埒外の呪力と存在感を放つ2体の式神を従えた、この領域の主の姿を見て。
そう思った。
闘也の顔をよく見れば、体格と比べて意外なほど幼い。
もしかしたら私と同い年くらいかもしれない。
そんな男がこれだけの技を見せつけてきた。
知らず、拳を強く握りしめていた。
「げ、夏油さん。ここは……?」
私と共に取り込まれた黒井さんが不安そうな声を上げる。
傍には、同じく不安そうにする理子ちゃん。
悟だけがいない。
「ここは僕の領域。ステージ名は"神殿"。隣の彼らは僕の式神たち」
「僕は領域に"入ったら即死する"ような効果は付与していない」
「その代わり、僕の式神とのタイマンを強いる必中効果がある。君たちは3人だから、こちらも3人ということ」
「あ、五条悟は別のステージにいるよ。あっちにはとっておきの式神を配置した。彼、喧嘩っ早そうだからね。話をするには少し邪魔なんだ」
それは……その通りだな。
私はやけに落ち着いた気持ちでそう思った。
「さて。タイマンと言っても例外はあるんだ」
「君だね。"呪霊操術"の夏油傑さん」
「……私?」
「そう。君が出す呪霊はいわゆる"アシストキャラ"扱いだ。プレイヤーじゃないから、僕の式神とのタイマン相手とはカウントされない」
「つまり君の術式は僕の領域と相性が良いんだ。なんせ、僕の領域内という敵地であっても、君だけは数的有利な環境を作れるんだから」
「まあ、有利なのは数だけなんだけどね……術式の開示も終わったし、そろそろ証明しようか」
2体の式神がゆっくりと向かってくる。
「『シーク』、『リンク』。離れた下の方*1で闘って欲しいかな。僕は天内さんと黒井さんに大事な話があるから」
闘也は理子ちゃんと黒井さんを見た。
もはや私など見えていないかのように。
「さて、ふたりには知ってもらわないとね。六眼と星漿体、そして天元様。それらを繋ぐ因果とーー」
「それを破壊する方法を」
それきり闘也は口を閉じた。
どうやら私との戦闘は式神に任せるつもりらしい。
その態度が何よりも屈辱だった。
私は襲い来る2体の式神からバックステップで距離をとりながら、ただその思いを強くした。
上での話が終わったのか。
私の圧倒的劣勢の中で、2体の式神が唐突に攻撃を止めた。
……明確な敗北だった。
『リンク』の放つ光の矢と煌めく剣は、触れるだけで私の呪霊を消滅させた。
『シーク』の多彩かつ容赦の欠片も無い格闘術は、私のソレを優に上回った。
領域内というバフもある。
だが、それ以上の地力の差を感じた。
引き返していく式神を追うと、先ほどと変わらない位置に闘也たちはいた。
「僕の式神2体相手によく粘ったよ。これは嫌味じゃない。

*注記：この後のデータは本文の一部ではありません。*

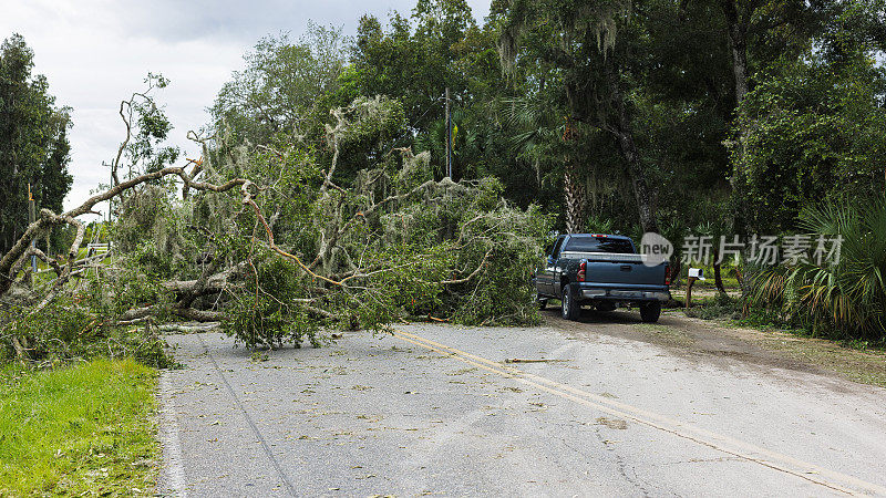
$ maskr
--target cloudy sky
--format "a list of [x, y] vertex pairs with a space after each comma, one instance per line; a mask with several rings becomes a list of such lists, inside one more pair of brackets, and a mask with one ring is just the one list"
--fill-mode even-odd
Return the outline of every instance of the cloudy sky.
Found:
[[[468, 0], [474, 17], [488, 0]], [[243, 55], [261, 37], [289, 32], [298, 39], [308, 20], [357, 29], [360, 15], [382, 20], [409, 13], [414, 0], [0, 0], [0, 38], [20, 33], [34, 51], [34, 72], [45, 74], [59, 105], [73, 107], [71, 173], [65, 208], [107, 183], [110, 162], [123, 138], [120, 101], [143, 89], [148, 71], [171, 85], [159, 94], [173, 122], [172, 142], [186, 157], [185, 135], [207, 122], [206, 107]]]

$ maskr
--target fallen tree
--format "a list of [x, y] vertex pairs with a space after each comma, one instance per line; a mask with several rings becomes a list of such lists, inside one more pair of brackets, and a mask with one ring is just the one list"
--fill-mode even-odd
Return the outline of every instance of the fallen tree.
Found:
[[[249, 347], [317, 345], [324, 330], [384, 331], [415, 317], [537, 320], [526, 283], [548, 221], [504, 201], [497, 180], [435, 180], [430, 156], [411, 149], [337, 179], [342, 147], [396, 124], [398, 106], [379, 97], [333, 110], [327, 155], [298, 139], [231, 146], [194, 136], [204, 160], [130, 175], [64, 214], [41, 211], [0, 260], [0, 298], [24, 283], [32, 255], [56, 278], [39, 295], [31, 289], [3, 341], [19, 356], [44, 355], [22, 323], [59, 303], [76, 308], [78, 336], [185, 319], [219, 321]], [[109, 199], [117, 199], [116, 252], [74, 283], [85, 264], [76, 218]], [[31, 247], [64, 225], [76, 230], [65, 255]]]

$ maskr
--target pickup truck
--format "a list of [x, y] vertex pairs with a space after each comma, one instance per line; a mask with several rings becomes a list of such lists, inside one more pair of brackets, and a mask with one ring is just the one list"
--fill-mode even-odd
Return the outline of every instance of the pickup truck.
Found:
[[657, 322], [670, 299], [668, 262], [650, 263], [630, 238], [604, 234], [557, 237], [544, 268], [535, 271], [542, 309], [559, 299], [563, 318], [577, 320], [583, 304], [600, 311], [637, 307], [645, 322]]

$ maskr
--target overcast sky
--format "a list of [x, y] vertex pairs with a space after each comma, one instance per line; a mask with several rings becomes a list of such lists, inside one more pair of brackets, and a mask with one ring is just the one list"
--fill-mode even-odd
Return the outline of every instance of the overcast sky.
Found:
[[[382, 20], [409, 14], [414, 0], [0, 0], [0, 38], [20, 33], [34, 51], [34, 72], [45, 74], [56, 104], [73, 107], [70, 134], [74, 186], [65, 208], [107, 183], [110, 162], [124, 129], [120, 101], [144, 87], [148, 71], [171, 80], [159, 94], [175, 129], [171, 142], [186, 157], [197, 148], [185, 135], [208, 118], [206, 107], [243, 55], [261, 37], [298, 39], [308, 20], [352, 34], [360, 15]], [[488, 0], [468, 0], [482, 21]]]

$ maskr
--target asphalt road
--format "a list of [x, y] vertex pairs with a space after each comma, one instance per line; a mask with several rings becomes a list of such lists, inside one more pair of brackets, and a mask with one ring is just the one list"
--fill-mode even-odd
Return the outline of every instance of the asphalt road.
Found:
[[257, 362], [171, 335], [186, 369], [161, 377], [158, 492], [886, 496], [886, 390], [608, 333], [625, 317], [346, 333]]

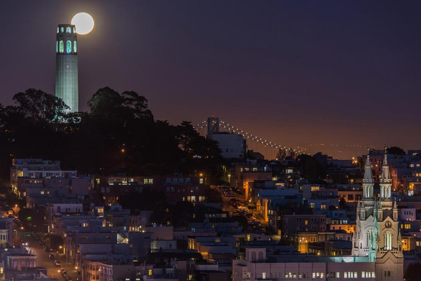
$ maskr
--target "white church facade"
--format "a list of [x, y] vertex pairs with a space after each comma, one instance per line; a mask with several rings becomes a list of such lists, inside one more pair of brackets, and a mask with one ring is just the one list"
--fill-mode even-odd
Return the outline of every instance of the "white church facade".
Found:
[[385, 154], [380, 196], [374, 196], [374, 179], [367, 156], [363, 199], [358, 203], [352, 255], [274, 255], [264, 248], [247, 248], [244, 260], [233, 260], [233, 280], [404, 280], [404, 256], [396, 202]]

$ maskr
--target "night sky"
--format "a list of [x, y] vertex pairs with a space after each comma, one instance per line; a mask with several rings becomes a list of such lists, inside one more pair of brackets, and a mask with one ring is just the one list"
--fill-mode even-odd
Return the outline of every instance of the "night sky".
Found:
[[145, 96], [156, 119], [215, 115], [337, 158], [365, 152], [346, 145], [420, 149], [420, 1], [1, 1], [0, 102], [54, 94], [57, 25], [86, 12], [82, 111], [108, 86]]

賞賛だ」
「……ああ」
それしか返せなった。
悔しさが溢れる。
それでも悟なら。
最強の相棒なら、なんとかなるのではないかと思ってしまう。
だけど、その希望もまた打ち砕かれる。
「五条悟はこちらよりもっと苦戦するだろうね」
「"タイマンを成立させる"ための副次効果によって彼の"無限"による防御は性能を大きく制限される。よって肉体操作のみの慣れない近接格闘戦を強いられる訳だ」
「まあ……そもそも対戦ゲームで無敵バリアなんてつまらないから、制限されるのは仕方ないよねぇ」
……詰みだな。
私は勝てなかった。
悟もまた、勝てないだろう。
確かにこれは信じるしかないかもしれない。
これだけの力を持ってなお、武力による支配ではなく、対話を選んだ彼の言葉が真実であることを。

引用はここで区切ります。